XFCT, as an emerging biomedical imaging technique, urges the need to develop new probes/contrast agents, with X-Ray absorption edge energies matched to the X-Ray excitation energy for optimal signal generation. For this purpose, Ru and Rh NPs were synthesized by the polyol method using ethylene glycol, in the presence of PVP as a stabilizer, with varying molecular weights, and at different reaction focusing temperatures. Resultant materials were characterized in detail using a library of techniques including XRD, TEM, FT-IR, DLS, zeta potential and TGA. Their crystallinity was confirmed by XRD, while morphology and particle size were evaluated by TEM, revealing individual spherical Ru particles in the size range of 1–3 nm, and triangular Rh particles of 6–9 nm. A surface coating polymer layer was evidenced by FT-IR and TGA analyses, while the colloidal stability was demonstrated by the weak negative charge around the physiological pH. When dispersed in physiological pH, both material systems showed an agglomeration of formed particles into larger assemblies with the range of sizes 12–104 nm for Ru and 25–50 nm for Rh, due to the presence of a PVP layer holding them together. Two cell lines, macrophages (RAW264.7) and ovarian cancer (SKOV-3), were used for the evaluation of cytotoxicity of selected Ru and Rh NPs. A significant viability reduction was seen for macrophages at the highest NP dose, while the viability was still at 50% and above for the SKOV-3 cell line. XFCT performance was evaluated on a small-animal-sized phantom, showing a promising quantitative evaluation of the NP concentrations with an expected linear response. The lowest visible NP concentrations agreed with what has been observed in our previous small-animal XFCT experiments [1], indicating the potential capacity of the presented Rh and Ru NPs as XFCT contrast agents in small-animals.
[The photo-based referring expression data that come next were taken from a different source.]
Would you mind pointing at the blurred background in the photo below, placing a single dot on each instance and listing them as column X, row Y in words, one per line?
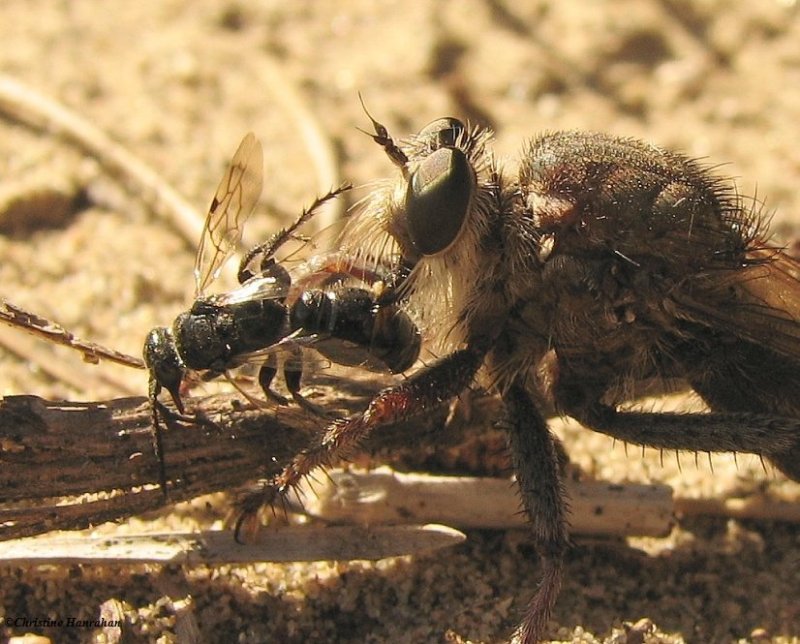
column 179, row 82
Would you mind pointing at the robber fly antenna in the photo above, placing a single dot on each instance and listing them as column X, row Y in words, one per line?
column 384, row 139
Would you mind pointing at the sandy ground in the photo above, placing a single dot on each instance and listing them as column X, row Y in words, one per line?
column 178, row 83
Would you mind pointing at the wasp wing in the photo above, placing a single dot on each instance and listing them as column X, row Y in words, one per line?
column 236, row 196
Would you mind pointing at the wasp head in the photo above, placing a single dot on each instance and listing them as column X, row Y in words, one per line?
column 164, row 364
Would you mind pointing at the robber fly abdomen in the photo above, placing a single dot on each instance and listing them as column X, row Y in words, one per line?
column 604, row 263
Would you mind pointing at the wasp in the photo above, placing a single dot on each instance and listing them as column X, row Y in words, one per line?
column 600, row 264
column 274, row 310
From a contrast perspective, the metallic Ru and Rh NPs suffer from higher background noise compared to those based on Y, Zr, Nb and Mo oxide NPs, reported earlier [1,4]. However, the metallic NPs have benefits that include a smaller size (<10 nm) and facilitated surface functionalization. This work provides a detailed route for the synthesis, size control and characterization of two materials systems as viable contrast agents for XFCT applications. The biocompatibility of these NPs can be further improved for high dose in-vivo administeration for eventual bio-imaging applications.